5. God speaks to us in our present need through His Word and Sacraments. Our epistle (1 Jn 3:18-24) is clear. Faith and love must be more than just words: they must be alive and active. Faith and love must be more than just sentiment: we express them by keeping the commandments. Sometimes that brings real joy, what our first reading called ‘the consolation of the Holy Spirit’ (Acts 9:26-31). At other times it brings painful change: what our Gospel calls ‘pruning’ (Jn 15:1-8). But we will not bear fruit by going it alone, by cutting ourselves off from ‘the True Vine’ of Christ and His Church.
I am confident that this young parish is mature enough to withstand the present challenge. So many people contribute in different ways and I ask you to redouble your efforts to support each other in faith and love at this time. You really do make a difference in each other’s lives and in the world. You will find, like the Church in our first reading, that whether troubled or at peace yours is a resilient community.

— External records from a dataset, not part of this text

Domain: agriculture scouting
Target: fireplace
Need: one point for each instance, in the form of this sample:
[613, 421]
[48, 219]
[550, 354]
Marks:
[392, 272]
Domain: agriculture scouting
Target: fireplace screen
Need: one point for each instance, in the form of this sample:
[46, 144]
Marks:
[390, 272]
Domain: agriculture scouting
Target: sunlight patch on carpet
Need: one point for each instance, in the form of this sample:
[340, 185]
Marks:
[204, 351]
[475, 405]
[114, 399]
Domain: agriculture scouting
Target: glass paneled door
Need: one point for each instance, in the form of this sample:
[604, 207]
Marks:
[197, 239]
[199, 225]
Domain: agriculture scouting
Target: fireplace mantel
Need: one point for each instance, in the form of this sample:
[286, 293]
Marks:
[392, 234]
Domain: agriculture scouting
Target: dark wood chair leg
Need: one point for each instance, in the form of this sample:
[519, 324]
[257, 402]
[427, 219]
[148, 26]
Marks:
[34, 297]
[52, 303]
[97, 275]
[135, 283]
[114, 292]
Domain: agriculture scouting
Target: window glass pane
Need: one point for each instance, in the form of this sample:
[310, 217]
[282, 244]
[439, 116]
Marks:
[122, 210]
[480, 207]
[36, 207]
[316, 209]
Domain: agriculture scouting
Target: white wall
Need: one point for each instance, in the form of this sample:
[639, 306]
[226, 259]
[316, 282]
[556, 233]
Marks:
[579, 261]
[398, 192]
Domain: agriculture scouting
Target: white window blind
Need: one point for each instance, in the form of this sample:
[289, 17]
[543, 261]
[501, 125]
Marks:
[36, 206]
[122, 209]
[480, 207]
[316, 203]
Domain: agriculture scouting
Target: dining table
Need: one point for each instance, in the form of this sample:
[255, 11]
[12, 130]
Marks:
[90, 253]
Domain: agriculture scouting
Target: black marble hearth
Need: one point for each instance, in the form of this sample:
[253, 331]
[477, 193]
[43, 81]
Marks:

6. I want to assure you that, contrary to the scuttlebutt, no punitive action has been taken by the Diocese of Parramatta against Fr Kevin. He has not been excommunicated. He has not been evicted. He has refused to take calls from me and the diocesan office, and has not communicated his intentions to the Church except through the media. So I was as shocked as you were and knew as little about all this when it happened.
Like many of you, I am concerned for Kevin’s welfare and now that of his wife and for all of those who have been affected by his actions over the past few days. We all know that Church law and Catholic tradition make it impossible for Kevin to remain as Parish Priest if he has entered into a marriage. But he has left his ministry and his presbytery of his own accord.
7. Finally, I would like to speak to you about the great majority of clergy and religious of our Diocese who give generous and faithful service. They are people of integrity who do not live ‘double lives’. We should have great confidence in the clergy and people of Western Sydney.
I thank my Vicar-General, Monsignor Bob McGuckin, who has agreed to administer the parish for the time being. My Episcopal Vicar, Fr Chris de Sousa, came here soon after the news broke and has been a great support.
I will stick around after Mass if you would like to talk to me; so will Fr Chris and our CatholicCare people. If you have further questions you might try the parish or diocesan office. I will try to keep you informed. Many people have contacted me to say they are praying for you all. I have asked that this community be in the intentions of every other parish in the Diocese at all the Masses this Sunday. Please add your prayers to theirs so that, in the words of our Opening Prayer, we may yet “bear much fruit and come to the joys of life eternal”.